As his fastball lost effectiveness, Thornton started going away from it, which was the opposite of his plan. And with his breaking stuff not performing particularly well on the afternoon either, he wasn’t able to find a way to extend his outing beyond 3.1 innings. Now, he’ll go back and look at the film, discuss what happened with Blue Jays pitching coach Pete Walker, and figure out what he can take away from it and carry forward.
"It’s a big learning curve. I’ve gone through some ups and downs — I’m just trying to be a little bit more consistent every time out," Thornton said. "Not get too high, not get too low. And then make the adjustments that I need to be making."
Wednesday was the ninth time Danny Jansen’s caught Thornton this season. He was also behind the plate for his last two outings in Boston and Houston, when the right-hander was at his best. Jansen doesn’t think there was that much difference in the way Thornton pitched in any of the outings. Some tough battles with tough hitters, a wrong pitch at a wrong time.
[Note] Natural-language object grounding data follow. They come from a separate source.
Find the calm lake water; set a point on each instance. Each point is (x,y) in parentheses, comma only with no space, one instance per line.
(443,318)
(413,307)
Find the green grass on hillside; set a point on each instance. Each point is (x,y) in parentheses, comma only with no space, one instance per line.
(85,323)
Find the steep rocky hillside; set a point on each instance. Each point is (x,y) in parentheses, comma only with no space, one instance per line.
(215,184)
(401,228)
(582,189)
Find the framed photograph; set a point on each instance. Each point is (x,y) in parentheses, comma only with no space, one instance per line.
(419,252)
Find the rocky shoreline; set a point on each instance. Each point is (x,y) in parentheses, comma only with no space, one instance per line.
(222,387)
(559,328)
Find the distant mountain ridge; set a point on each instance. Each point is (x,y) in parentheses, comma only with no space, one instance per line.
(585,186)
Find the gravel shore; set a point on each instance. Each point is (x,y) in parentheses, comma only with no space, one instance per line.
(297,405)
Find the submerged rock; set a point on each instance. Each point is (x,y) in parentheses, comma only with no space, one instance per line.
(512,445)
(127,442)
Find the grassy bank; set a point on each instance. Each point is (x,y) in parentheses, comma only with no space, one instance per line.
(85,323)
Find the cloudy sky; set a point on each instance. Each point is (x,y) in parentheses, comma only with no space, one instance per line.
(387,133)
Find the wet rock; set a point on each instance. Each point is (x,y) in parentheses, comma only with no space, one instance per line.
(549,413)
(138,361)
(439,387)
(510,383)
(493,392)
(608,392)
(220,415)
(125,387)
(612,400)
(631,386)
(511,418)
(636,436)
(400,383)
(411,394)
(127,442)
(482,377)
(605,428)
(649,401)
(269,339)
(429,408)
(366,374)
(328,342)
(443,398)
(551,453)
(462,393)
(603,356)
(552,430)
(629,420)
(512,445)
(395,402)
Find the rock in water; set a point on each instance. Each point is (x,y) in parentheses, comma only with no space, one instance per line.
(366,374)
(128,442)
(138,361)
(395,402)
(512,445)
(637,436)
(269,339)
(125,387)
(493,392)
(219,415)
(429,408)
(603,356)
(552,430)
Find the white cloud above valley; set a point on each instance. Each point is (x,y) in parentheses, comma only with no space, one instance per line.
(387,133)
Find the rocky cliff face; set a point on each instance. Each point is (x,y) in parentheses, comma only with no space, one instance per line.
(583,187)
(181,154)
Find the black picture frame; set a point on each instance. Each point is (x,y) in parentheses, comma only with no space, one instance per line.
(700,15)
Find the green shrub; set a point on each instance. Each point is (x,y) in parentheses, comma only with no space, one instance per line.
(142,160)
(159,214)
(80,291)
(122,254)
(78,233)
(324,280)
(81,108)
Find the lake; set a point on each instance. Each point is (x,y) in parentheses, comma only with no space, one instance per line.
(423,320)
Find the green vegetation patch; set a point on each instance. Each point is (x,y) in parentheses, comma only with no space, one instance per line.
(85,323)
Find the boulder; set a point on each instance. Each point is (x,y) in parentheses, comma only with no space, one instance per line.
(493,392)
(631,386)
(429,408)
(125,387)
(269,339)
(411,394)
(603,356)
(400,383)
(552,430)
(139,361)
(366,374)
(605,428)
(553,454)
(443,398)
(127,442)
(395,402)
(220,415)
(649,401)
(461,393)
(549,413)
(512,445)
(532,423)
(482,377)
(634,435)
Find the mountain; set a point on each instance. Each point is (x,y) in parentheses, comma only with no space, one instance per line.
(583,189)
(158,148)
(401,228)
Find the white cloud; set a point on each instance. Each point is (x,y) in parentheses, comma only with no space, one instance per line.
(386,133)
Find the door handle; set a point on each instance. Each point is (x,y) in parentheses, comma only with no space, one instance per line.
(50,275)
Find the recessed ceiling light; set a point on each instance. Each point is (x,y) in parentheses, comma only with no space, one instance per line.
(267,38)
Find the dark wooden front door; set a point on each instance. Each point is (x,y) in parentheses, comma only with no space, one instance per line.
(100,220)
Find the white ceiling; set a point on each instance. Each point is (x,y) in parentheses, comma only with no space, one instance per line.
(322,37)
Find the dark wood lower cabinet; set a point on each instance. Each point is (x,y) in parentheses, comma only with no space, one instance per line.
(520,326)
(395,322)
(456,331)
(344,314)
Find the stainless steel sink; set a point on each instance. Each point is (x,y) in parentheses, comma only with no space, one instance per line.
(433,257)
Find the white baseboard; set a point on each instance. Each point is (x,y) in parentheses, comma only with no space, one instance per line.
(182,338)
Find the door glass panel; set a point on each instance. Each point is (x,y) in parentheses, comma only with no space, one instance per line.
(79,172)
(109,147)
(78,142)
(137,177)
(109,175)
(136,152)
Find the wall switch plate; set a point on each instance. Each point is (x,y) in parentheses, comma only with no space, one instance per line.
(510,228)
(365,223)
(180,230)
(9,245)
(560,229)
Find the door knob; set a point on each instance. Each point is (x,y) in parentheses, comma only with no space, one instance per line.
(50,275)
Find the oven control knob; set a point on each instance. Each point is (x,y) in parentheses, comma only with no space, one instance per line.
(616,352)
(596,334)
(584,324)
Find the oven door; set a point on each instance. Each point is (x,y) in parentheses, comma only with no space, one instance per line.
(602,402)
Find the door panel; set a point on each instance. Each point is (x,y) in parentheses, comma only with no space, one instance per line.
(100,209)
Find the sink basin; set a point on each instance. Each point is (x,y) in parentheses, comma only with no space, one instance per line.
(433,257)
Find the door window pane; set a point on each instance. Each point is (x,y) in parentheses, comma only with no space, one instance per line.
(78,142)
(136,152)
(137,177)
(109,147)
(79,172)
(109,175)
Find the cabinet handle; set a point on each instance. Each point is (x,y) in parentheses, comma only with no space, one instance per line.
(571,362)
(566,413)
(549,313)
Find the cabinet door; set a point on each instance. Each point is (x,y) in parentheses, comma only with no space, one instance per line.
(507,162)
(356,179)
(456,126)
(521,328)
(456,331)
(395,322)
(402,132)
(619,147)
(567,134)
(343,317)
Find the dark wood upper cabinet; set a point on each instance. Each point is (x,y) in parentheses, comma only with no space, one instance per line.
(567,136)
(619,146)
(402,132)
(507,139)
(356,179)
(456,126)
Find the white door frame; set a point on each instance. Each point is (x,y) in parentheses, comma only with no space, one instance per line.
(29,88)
But that’s how thin the margin for error can be in the majors. Particularly against an elite lineup like New York’s. Jansen figured they’d devised a solid game plan coming into the start, and still felt that way afterwards. Maybe it would have worked out differently on another day. Separating the results from the process like that is part of the learning curve Thornton was talking about.
"This is a team where you can get on them with fastballs. So, we tried exploiting that. They just laid off some tough, close pitches inside — they battled. And Trent did, too. I thought he did a good job today. I mean, the kid went out there and battled his heart out," Jansen said. "You see him developing. He’s really grown. You see him now really mixing in cutters on both sides. His fastball’s kind of developing a little two-seam in on guys. And then just a good mix of his slider and his curveball. He’s got a good mix. And right now he’s just continually figuring out how best to use it."
Remember, these are the kind of growth starts Thornton was meant to be having in triple-A, before the Blue Jays rotation collapsed and he ended up pitching the second-most innings on the team through the season’s first half. Thornton was supposed to be learning these lessons against minor-leaguers, not against a top-five MLB offence.
But if this Blue Jays season is about anything, it’s testing young players in the majors, allowing them to gain experience, and letting them learn from their mistakes. Thornton’s done all of the above over his first handful of big-league starts. He’s shown his team a lot. And how he learns and bounces back from Wednesday’s rough ride will show even more.
"It’s just a kid, man. And he’s a tough kid, you know? He’s getting used to pitching in the big leagues and he knows what he needs to do now," Montoyo was saying before the game. "For a young guy, first time in the big leagues? The kid deserves a lot of credit for what he’s doing."